The api and worker each log a scaniCloudUrl field at boot. Grep for it to confirm they’re pointed at the hosted endpoint:

Terminal window
docker compose -f docker-compose.prod.yml logs api worker \
| grep -E '"scaniCloudUrl"'

Expected (Tier 2):

api: {... "msg":"☁️ Data-provider reachable", "scaniCloudUrl":"https://api.cloud.scani.xyz" ...}
worker: {... "scaniCloudUrl":"https://api.cloud.scani.xyz" ...}

If you see "scaniCloudUrl":"(local fallback)", the env vars didn’t take effect — most often because .env was edited after up -d without a down + up -d to recreate the containers.
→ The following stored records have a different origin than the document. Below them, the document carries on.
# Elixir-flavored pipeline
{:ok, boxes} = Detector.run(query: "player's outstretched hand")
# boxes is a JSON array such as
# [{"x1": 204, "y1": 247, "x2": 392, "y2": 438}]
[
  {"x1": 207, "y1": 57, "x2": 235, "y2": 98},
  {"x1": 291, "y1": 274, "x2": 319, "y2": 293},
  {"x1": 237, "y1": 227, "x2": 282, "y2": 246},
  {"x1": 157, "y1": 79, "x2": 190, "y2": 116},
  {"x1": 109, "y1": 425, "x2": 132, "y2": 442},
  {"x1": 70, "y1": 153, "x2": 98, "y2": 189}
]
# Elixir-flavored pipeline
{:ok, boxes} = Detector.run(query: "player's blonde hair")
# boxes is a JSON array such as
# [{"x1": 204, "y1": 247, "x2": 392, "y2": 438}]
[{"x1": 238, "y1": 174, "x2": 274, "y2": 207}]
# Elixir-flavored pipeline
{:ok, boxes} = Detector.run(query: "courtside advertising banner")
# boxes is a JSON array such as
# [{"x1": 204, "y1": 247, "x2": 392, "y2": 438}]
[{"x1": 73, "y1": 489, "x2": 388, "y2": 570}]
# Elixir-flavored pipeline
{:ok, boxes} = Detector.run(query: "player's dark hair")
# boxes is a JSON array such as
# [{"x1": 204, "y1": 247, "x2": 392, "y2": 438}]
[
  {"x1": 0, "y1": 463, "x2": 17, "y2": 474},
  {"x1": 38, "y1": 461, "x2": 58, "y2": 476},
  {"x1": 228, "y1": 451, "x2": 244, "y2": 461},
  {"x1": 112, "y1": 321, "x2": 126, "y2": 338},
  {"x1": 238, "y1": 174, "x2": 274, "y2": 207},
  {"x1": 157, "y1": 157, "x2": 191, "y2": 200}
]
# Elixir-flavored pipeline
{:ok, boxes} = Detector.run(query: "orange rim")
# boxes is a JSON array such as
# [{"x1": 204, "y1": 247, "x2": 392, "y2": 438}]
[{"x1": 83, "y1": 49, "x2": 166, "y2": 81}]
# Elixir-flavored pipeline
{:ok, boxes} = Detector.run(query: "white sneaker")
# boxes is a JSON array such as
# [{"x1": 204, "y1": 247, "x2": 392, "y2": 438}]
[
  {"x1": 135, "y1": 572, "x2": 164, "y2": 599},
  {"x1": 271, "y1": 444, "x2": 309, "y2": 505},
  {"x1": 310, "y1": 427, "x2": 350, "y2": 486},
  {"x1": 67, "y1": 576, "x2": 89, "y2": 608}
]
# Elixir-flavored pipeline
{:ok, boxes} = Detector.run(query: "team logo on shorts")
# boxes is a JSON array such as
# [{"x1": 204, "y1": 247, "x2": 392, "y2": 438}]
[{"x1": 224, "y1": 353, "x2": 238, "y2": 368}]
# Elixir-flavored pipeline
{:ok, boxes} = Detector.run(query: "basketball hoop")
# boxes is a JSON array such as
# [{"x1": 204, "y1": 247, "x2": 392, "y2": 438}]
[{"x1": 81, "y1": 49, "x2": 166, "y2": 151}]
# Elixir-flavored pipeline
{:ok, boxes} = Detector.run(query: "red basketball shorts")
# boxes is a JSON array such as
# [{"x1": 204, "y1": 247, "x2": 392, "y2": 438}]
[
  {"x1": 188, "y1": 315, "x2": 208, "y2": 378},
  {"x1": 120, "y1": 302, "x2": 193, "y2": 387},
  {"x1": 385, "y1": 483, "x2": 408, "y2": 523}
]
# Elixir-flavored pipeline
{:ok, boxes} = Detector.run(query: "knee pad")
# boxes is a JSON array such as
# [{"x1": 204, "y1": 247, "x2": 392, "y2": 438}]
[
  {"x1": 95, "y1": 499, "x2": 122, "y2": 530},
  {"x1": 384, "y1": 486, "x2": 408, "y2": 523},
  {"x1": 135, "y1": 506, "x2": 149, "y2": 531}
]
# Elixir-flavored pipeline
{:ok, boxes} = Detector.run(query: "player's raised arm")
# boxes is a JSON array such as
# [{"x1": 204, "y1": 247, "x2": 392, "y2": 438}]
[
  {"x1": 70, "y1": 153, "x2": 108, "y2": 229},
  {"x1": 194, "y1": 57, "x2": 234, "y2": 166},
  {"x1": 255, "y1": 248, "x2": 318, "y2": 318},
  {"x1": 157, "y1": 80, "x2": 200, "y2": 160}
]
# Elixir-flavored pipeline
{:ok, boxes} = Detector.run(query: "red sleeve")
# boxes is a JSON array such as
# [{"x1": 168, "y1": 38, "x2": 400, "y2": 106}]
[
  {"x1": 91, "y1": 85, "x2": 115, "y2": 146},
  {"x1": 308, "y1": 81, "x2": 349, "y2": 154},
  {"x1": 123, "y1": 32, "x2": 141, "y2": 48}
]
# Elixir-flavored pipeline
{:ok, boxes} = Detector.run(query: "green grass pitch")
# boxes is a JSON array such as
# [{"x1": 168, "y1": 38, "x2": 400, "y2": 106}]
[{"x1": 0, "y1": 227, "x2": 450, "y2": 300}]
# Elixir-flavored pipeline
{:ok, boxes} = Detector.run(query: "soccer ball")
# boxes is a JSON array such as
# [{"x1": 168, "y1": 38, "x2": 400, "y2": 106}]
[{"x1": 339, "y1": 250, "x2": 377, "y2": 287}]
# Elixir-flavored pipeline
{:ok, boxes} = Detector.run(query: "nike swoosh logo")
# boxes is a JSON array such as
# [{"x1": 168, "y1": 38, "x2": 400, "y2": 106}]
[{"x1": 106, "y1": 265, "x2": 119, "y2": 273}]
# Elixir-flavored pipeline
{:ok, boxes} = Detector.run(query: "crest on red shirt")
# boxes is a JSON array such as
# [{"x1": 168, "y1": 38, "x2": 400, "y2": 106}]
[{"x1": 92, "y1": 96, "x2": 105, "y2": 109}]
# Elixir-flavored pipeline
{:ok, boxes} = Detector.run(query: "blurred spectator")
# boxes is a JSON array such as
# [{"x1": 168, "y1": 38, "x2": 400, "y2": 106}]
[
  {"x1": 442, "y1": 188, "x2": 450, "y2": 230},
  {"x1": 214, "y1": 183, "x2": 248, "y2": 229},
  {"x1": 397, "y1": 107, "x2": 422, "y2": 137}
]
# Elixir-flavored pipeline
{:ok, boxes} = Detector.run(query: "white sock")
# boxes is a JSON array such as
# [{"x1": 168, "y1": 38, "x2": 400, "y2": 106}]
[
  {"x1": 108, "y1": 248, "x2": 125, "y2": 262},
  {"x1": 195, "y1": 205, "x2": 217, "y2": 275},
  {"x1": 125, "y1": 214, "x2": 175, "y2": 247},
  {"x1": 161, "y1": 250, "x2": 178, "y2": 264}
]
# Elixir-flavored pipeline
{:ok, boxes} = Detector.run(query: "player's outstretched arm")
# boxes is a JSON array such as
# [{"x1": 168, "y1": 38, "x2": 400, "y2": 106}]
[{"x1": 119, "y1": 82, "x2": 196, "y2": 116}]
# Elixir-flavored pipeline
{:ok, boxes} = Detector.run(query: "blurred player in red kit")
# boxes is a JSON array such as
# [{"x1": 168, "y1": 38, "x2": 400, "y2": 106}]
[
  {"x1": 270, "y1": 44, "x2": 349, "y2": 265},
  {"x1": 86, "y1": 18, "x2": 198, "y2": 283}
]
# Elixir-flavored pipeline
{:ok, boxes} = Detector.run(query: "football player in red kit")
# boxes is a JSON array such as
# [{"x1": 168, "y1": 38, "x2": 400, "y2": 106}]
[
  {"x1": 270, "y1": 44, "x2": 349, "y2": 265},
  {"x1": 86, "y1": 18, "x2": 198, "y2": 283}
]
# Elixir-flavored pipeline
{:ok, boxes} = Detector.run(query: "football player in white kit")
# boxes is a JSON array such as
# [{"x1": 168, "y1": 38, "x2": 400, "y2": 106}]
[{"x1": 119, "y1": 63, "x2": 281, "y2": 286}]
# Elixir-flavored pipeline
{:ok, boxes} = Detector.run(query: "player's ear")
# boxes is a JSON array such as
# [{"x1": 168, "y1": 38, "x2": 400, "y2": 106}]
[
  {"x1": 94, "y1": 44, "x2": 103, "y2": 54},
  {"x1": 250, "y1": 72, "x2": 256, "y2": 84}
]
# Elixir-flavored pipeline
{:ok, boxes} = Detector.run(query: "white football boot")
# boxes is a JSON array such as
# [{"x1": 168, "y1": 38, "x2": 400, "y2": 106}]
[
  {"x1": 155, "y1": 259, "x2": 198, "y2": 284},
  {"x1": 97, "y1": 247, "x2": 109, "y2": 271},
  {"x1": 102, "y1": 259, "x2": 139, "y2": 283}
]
A single tRPC call from your api confirms the bearer is accepted and the upstream is reachable. The simplest one is a price fetch (no DB side-effects, no credentials):

Terminal window
# From a shell on the api host (or `docker compose exec api`):
curl -sX POST "$SCANI_CLOUD_URL/trpc/pricing.fetchCurrentPrice" \
-H "Authorization: Bearer $SCANI_CLOUD_API_KEY" \
-H "Content-Type: application/json" \
-d '{"json":{"tokenSymbol":"BTC","baseCurrency":"USD"}}'

Expected: {"result":{"data":{"json":{"price":"...","timestamp":"..."}}}}.

A 401 Unauthorized means the bearer doesn’t match the operator’s DATA_PROVIDER_API_KEY. A 403 Forbidden or PRECONDITION_FAILED means the operator hasn’t configured the relevant provider key on their side (COINGECKO_API_KEY in this example); ask them.

Same two vars, reverted:

SCANI_CLOUD_URL=http://data-provider:8082
SCANI_CLOUD_API_KEY=<your local key>
DATA_PROVIDER_API_KEY=<same as above>

Uncomment the data-provider service block. Recreate everything.